William Agyapong Quaitoo (born September 11, 1966, in Akim Gyadam) is a Ghanaian politician. He served as a member of parliament for Akim Oda Constituency, Eastern Region in the 7th Parliament. He was appointed Deputy Minister of Agriculture in 2013. He is the chief executive officer of the Tree Crops Development Authority.

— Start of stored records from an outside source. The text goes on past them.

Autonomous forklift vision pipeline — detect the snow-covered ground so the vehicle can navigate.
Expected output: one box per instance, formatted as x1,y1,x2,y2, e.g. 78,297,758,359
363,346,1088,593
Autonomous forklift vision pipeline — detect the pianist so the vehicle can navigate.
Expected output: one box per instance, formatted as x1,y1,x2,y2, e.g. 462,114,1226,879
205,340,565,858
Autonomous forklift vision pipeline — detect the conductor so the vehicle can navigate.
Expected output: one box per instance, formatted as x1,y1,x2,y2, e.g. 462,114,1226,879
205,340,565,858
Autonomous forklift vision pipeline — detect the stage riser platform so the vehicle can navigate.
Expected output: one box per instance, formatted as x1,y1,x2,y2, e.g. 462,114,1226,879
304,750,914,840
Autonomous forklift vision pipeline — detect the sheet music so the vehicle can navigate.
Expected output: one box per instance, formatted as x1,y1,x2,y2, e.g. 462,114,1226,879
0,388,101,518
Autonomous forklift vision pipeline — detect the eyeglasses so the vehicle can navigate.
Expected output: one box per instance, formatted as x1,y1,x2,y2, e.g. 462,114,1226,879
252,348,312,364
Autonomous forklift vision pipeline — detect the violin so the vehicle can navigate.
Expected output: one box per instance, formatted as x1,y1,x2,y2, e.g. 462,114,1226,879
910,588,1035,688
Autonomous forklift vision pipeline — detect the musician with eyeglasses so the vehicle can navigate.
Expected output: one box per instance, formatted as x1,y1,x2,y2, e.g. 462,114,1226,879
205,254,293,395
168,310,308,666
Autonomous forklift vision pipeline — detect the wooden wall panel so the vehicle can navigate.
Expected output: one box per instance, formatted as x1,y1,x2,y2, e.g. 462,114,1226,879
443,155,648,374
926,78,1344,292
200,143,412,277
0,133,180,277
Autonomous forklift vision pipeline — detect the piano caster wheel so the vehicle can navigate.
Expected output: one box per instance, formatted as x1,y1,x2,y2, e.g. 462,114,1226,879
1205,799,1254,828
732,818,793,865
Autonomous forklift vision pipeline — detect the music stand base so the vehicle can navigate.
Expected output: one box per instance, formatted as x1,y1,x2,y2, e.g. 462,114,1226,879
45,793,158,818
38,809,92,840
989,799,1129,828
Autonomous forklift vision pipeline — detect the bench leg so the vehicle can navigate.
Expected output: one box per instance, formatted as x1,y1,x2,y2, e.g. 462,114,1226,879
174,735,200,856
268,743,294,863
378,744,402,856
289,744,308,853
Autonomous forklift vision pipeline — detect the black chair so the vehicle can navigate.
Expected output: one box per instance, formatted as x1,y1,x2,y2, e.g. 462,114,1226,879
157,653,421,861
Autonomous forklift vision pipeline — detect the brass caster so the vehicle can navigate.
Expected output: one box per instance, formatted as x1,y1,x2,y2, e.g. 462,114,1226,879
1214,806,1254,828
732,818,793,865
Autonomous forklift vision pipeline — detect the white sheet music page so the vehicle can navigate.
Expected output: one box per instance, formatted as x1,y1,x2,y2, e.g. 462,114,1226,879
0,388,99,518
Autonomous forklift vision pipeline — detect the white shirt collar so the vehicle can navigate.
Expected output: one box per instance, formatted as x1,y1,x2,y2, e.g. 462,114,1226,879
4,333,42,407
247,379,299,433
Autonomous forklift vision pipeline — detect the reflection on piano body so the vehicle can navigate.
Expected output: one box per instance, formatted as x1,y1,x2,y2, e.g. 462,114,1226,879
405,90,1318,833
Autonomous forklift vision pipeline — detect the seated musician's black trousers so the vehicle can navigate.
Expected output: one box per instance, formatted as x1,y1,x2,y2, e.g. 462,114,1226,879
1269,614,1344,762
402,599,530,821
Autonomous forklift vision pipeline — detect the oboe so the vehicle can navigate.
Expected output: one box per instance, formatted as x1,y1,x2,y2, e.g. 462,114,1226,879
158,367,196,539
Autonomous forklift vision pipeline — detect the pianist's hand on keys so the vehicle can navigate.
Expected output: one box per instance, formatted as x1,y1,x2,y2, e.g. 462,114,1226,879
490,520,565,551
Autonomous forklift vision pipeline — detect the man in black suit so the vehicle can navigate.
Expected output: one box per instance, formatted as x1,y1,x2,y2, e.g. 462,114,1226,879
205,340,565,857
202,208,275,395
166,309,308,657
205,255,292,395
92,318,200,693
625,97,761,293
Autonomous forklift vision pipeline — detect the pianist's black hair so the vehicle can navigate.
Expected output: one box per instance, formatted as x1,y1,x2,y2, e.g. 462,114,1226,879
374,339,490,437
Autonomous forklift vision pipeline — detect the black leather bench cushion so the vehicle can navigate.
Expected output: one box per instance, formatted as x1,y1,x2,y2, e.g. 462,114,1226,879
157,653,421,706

== Early life and education ==
Quaitoo was born on 11 September 1966 and hails from Akim Gyadam in the Eastern Region of Ghana. He attended Kalpohin Primary School in Tamale, Yoo Roman Catholic Primary School in Savelugu and the Vitting Experimental Junior Secondary School in Tamale all in the Northern Region of Ghana. He attended Ghana Secondary Technical School for his GCE 'O' Level in Takoradi and Oda Secondary School for his GCE 'A' Level in Akim Oda. He studied at Galilee College in Israel where he obtained a Diploma in Agribusiness, Export and Marketing Management. He attended the University of Cape Coast where he graduated with a BSC (HONS) in Chemistry and Diploma in Education. He also has an MBA from the University of Ghana.

== Career ==
Quaitoo started his career in 2000 when he was appointed Market Development Manager of OIC International. He served as manager of the establishment till 2002. In 2002, he was appointed Programmes Manager of Enterprise Works, Ghana where he worked in that position till 2006. In late 2006, he was offered another appointment as Manager of Ghana Cocoa Board until 2012.

== Politics ==
Quaitoo is a member of the New Patriotic Party. He is the former Member of Parliament for Akim Oda Constituency. In 2020 during the NPP parliamentary primaries he lost his seat to Alexander Ackum.

=== 2012 election ===
In the 2012 Ghanaian general election, he won the Akim Oda Constituency parliamentary seat with 18,982 votes making 62.74% of the total votes cast whilst the NDC parliamentary candidate Kwabena Nkansah Asare had 6,315 votes making 20.87% of the total votes cast, the PPP parliamentary candidate Kofi Asamoah-Siaw had 782 votes making 2.58% of the total votes cast, the NDP parliamentary candidate Aninakwah Joshua Kwabena had 278 votes making 0.92% of the total votes cast, an Independent parliamentary candidate Baa Abora had 1,626 votes making 5.37% of the total votes cast and another Independent parliamentary candidate Augustus Ennin Attafuah had 1,993 votes making 6.59% of the total votes.

=== 2016 election ===
In the 2016 Ghanaian general election, he again won the Akim Oda Constituency parliamentary seat with 21,131 votes making 73.4% of the total votes cast whilst the NDC parliamentary candidate Kwabena Nkansah Asare had 6,892 votes making 23.9% of the total votes cast, the PPP parliamentary candidate Baa Abora had 599 votes making 2.1% of the total votes cast and the CPP parliamentary candidate George Owusu Agyemang had 161 votes making 0.6% of the total votes cast.

=== Committee ===
Quaitoo was the Chairman of the Parliamentary Select Committee on Education.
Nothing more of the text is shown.